The Big Ten began this mess, assuming it would have an easy time expanding to 14 or 16, adding a couple of national heavy hitters to its lineup, which is necessary to feed the Big Ten Network.
Before proceeding, I should recap what I have said about how and why all this happened as it did. The Big Ten and the PAC, which closed the Rose Bowl to end competition, have acted together in another master plan to stifle competition to their advantage.
The master plan was for the expansions to kill two BCS AQ conferences: the Big 12 and the Big East. The Big Ten would do that by adding one to three current BE football members. It would complete its 16 member league by adding Notre Dame and one or twp Big 12 North schools.
The PAC, the Big Ten's junior partner in its various schemes, was to add six Big 12 schools.
The reason for such a massive attack on the current college system is the Big Ten Network and Fox Sports, which owns 49 percent of the BTN. If the 16 member Big Ten controls the NYC area and Notre Dame and the old Big 12 North, and the PAC-16 controls TX and westward to CA, then the two Rose Bowl allies would be able to control at least 50 percent of the schools in BCS AQ leagues (depending on how many schools the ACC and SEC added), as well as the vast majority of the nation's largest TV markets.
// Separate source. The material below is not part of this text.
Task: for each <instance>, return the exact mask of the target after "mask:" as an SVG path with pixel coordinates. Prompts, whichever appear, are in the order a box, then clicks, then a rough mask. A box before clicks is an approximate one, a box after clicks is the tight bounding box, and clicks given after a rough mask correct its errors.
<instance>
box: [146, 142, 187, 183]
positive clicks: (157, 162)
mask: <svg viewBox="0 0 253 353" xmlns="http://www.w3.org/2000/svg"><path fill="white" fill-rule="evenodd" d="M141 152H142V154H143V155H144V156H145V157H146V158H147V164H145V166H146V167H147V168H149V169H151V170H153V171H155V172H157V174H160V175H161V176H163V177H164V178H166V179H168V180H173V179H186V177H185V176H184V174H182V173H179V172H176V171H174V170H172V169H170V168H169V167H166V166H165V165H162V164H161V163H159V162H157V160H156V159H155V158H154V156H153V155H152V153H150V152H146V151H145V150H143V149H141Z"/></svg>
And Fox sports would thus control the market, because at that point Fox would have a deal with the PAC-16.
The Big Ten plan to force Notre Dame to join its league is much bigger and nastier than merely ending BE football.
But the SEC has proven to be tougher and smarter than the Big Ten assumed possible. And the ACC also deserves credit. Fox bid against ESPN for the new ACC TV deal, and leaked reports say that Fox offered more. But the ACC honored its history with ESPN and took less to maintain old ties.
For saving us from college football largely controlled by Rupert Murdoch, all college football fans owe the SEC and the ACC, and Texas A&M and Notre Dame, much gratitude.
But this is not over. Fox now will offer huge money to Texas to go to the PAC and drag Oklahoma with it. And the SEC will not be asleep at the wheel. Mike Slive knows what the Big Ten and Fox are, which means he knows he must work to keep A&M in his orbit and try to squeeze between Oklahoma and Texas, because at some point the Big Ten and Fox will kill the Big 12. Missouri leaving for the Big Ten would do the job.
It remains highly possible that by this time next year, we will see four BCS AQ leagues that have either 14 or 16 members. But rather than the Big Ten/PAC Rose Bowl Axis and Rupert Murdoch controlling the playing field, we will see the SEC having moved westward and the ACC having added northward, each of those two having positioned itself well against the Rose Bowl Axis.
This then is the question: will the Big Ten realize its defeat and stop at 12 members and tell the PAC to be satisfied with 11, leaving the ten-member Big 12 alone?
Will Rupert Murdoch allow that?
If not, look for the SEC to add significant football power to its west, and the ACC to add even more basketball power to its north as its football quality grows.
And then all eyes will turn to Notre Dame, because it would either cast the Rose Bowl Axis in gold by signing on, or would render its victories largely hollow by rejecting it, and thus reject playing for Rupert Murdoch, on principle.